In [22]:
import torch
import torch.nn as nn
import torch.optim as optim
from torch.utils.data import DataLoader, Dataset
import numpy as np



In [35]:
class BitcoinDataset(Dataset):
    def __init__(self, dataframe, sequence_length=10):
        """
        BitcoinDataset 생성자.
        :param dataframe: 입력 데이터프레임 (Open, High, Low, Close, Volume, RSI, MACD, EMA 포함)
        :param sequence_length: LSTM 모델에 사용할 시계열 길이
        """
        self.data = dataframe
        self.sequence_length = sequence_length

        # 정규화
        self.scaled_data = self.data.copy()
        self.scaled_data[['Open', 'High', 'Low', 'Close', 'RSI', 'EMAF']] = \
            self.scaled_data[['Open', 'High', 'Low', 'Close', 'RSI', 'EMAF']].apply(
                lambda x: (x - x.min()) / (x.max() - x.min())
            )
    
    def __len__(self):
        return len(self.data) - self.sequence_length

    def __getitem__(self, idx):
        """
        특정 인덱스에 해당하는 데이터 반환.
        """
        # 시계열 데이터 슬라이스
        features = self.scaled_data[['Open', 'High', 'Low', 'Close', 'RSI', 'EMAF']].iloc[
                   idx:idx + self.sequence_length].values
        target = self.data['Target'].iloc[idx + self.sequence_length]

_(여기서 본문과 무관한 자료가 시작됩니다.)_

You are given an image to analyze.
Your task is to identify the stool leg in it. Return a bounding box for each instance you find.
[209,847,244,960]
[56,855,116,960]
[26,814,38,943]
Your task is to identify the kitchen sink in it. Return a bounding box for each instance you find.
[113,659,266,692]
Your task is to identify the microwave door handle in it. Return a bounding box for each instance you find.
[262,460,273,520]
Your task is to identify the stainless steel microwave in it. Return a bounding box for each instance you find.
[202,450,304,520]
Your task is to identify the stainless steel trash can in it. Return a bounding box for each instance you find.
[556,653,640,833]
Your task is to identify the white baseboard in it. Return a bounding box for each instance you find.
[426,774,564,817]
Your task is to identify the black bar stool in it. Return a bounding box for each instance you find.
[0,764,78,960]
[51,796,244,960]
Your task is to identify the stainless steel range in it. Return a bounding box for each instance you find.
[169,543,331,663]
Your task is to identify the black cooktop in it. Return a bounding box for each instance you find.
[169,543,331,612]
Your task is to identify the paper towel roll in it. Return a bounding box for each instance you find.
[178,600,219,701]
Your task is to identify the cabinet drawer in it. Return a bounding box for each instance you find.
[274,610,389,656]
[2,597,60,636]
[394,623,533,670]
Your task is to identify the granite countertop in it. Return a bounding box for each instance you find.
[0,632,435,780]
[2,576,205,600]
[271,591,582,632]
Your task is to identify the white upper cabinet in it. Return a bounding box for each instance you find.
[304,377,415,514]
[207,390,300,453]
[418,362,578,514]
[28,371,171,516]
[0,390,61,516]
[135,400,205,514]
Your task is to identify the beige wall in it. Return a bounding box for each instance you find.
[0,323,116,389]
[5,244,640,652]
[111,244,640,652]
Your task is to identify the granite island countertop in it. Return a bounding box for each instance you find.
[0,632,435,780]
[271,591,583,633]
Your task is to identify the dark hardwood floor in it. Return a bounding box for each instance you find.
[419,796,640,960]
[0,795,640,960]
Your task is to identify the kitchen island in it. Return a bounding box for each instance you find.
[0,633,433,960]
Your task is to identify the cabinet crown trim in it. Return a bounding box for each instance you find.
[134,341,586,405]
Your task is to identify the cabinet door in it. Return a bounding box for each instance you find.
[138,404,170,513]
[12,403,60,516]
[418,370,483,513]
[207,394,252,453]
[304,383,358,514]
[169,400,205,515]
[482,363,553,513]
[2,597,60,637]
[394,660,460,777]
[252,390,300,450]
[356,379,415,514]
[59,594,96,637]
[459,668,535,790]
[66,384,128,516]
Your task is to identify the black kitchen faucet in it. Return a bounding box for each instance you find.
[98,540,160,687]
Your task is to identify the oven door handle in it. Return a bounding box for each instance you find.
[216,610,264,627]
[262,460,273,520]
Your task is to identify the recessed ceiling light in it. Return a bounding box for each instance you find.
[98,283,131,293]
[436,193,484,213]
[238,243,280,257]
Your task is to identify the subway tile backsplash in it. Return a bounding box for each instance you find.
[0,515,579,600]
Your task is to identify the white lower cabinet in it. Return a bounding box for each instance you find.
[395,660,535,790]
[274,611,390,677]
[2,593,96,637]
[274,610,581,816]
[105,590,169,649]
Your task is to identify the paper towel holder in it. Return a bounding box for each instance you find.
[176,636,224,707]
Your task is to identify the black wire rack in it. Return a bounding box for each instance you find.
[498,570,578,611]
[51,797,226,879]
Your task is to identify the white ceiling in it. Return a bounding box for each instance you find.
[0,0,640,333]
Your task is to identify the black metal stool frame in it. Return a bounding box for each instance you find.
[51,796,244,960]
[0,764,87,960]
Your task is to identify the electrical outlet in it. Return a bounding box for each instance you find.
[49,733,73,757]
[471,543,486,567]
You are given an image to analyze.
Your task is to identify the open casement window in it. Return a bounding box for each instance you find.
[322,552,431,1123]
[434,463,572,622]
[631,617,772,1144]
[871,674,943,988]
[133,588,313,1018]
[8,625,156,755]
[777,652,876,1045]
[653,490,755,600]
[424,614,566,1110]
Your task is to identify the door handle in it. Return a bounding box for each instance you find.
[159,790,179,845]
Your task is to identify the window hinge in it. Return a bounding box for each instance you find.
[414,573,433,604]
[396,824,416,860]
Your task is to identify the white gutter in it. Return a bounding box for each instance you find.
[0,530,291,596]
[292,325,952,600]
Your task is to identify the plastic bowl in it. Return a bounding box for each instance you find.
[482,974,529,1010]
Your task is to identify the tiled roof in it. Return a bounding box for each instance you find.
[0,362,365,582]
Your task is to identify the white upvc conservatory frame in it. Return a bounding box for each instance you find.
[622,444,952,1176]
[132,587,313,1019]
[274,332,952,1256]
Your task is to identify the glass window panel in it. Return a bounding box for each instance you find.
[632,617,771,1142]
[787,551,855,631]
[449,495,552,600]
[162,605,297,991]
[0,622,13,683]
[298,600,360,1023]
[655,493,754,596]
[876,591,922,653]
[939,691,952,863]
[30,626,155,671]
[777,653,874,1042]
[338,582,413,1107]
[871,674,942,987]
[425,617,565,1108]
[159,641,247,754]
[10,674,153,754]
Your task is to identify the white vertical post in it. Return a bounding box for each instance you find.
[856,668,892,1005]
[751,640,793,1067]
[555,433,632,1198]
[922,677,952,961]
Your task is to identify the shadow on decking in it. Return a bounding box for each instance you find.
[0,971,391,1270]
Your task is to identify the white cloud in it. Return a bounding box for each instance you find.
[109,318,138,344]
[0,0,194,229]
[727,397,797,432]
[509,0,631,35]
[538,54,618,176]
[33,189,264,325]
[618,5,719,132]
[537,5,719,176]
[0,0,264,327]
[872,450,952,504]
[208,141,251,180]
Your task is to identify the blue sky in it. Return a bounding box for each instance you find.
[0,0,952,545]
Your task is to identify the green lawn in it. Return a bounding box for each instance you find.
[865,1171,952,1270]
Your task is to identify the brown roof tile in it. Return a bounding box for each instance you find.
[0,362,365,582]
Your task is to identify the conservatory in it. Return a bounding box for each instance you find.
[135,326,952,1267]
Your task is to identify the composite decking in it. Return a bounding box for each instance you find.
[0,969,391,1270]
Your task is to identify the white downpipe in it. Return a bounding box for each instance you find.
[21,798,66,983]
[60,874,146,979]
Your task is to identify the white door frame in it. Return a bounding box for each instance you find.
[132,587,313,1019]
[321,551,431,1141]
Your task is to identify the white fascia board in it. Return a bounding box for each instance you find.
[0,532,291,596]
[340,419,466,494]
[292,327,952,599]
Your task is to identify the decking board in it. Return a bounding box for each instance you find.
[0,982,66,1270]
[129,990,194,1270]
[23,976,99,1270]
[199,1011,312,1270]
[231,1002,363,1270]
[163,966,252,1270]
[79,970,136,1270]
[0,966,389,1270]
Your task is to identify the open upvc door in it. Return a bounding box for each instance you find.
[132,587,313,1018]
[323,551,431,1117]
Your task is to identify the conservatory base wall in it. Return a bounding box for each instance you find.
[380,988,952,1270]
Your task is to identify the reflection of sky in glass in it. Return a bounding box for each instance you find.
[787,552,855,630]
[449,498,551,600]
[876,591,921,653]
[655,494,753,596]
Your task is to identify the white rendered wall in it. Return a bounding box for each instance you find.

        return torch.tensor(features, dtype=torch.float32), torch.tensor(target, dtype=torch.long)



In [30]:
import torch
import torch.nn as nn

class BitcoinLSTM(nn.Module):
    def __init__(self, input_size, hidden_size, num_layers, num_classes):
        """
        Bitcoin 예측 LSTM 모델
        :param input_size: 입력 특성 수 (Open, High, Low, Close, Volume, RSI, MACD, EMA 등)
        :param hidden_size: LSTM 은닉 상태 크기
        :param num_layers: LSTM 계층 수
        :param num_classes: 출력 클래스 수 (매수, 매도, 대기)
        """
        super(BitcoinLSTM, self).__init__()
        self.hidden_size = hidden_size
        self.num_layers = num_layers
        
        # LSTM Layer
        self.lstm = nn.LSTM(input_size, hidden_size, num_layers, batch_first=True)
        
        # Fully Connected Layer
        self.fc = nn.Linear(hidden_size, num_classes)

    def forward(self, x):
        # 초기 은닉 상태와 셀 상태 정의
        h0 = torch.zeros(self.num_layers, x.size(0), self.hidden_size).to(x.device)
        c0 = torch.zeros(self.num_layers, x.size(0), self.hidden_size).to(x.device)
        
        # LSTM forward
        out, _ = self.lstm(x, (h0, c0))
        
        # 마지막 시퀀스의 출력만 사용
        out = self.fc(out[:, -1, :])
        return out


In [48]:
import torch.optim as optim
from sklearn.metrics import accuracy_score

def train_model(model, train_loader, val_loader, num_epochs, learning_rate, device):
    """
    LSTM 모델 학습 함수
    :param model: LSTM 모델
    :param train_loader: 학습 데이터 로더
    :param val_loader: 검증 데이터 로더
    :param num_epochs: 학습 에폭 수
    :param learning_rate: 학습률
    :param device: 학습에 사용할 디바이스 (CPU/GPU)
    """
    # 손실 함수 및 옵티마이저
    criterion = nn.CrossEntropyLoss()
    optimizer = optim.Adam(model.parameters(), lr=learning_rate)
    
    # 모델 학습
    for epoch in range(num_epochs):
        model.train()
        train_loss = 0
        train_targets = []
        train_predictions = []

        for features, targets in train_loader:
            features, targets = features.to(device), targets.to(device)
            
            # 순전파
            outputs = model(features)
            loss = criterion(outputs, targets)
            train_loss += loss.item()

            # 역전파 및 가중치 업데이트
            optimizer.zero_grad()
            loss.backward()
            optimizer.step()

            # 예측 저장
            _, predicted = torch.max(outputs, 1)
            train_targets.extend(targets.cpu().numpy())
            train_predictions.extend(predicted.cpu().numpy())
        
        # 학습 정확도
        train_accuracy = accuracy_score(train_targets, train_predictions)

        # 검증
        model.eval()
        val_loss = 0
        val_targets = []
        val_predictions = []
        with torch.no_grad():
            for features, targets in val_loader:
                features, targets = features.to(device), targets.to(device)
                outputs = model(features)
                loss = criterion(outputs, targets)
                val_loss += loss.item()

                _, predicted = torch.max(outputs, 1)
                val_targets.extend(targets.cpu().numpy())
                val_predictions.extend(predicted.cpu().numpy())
        
        val_accuracy = accuracy_score(val_targets, val_predictions)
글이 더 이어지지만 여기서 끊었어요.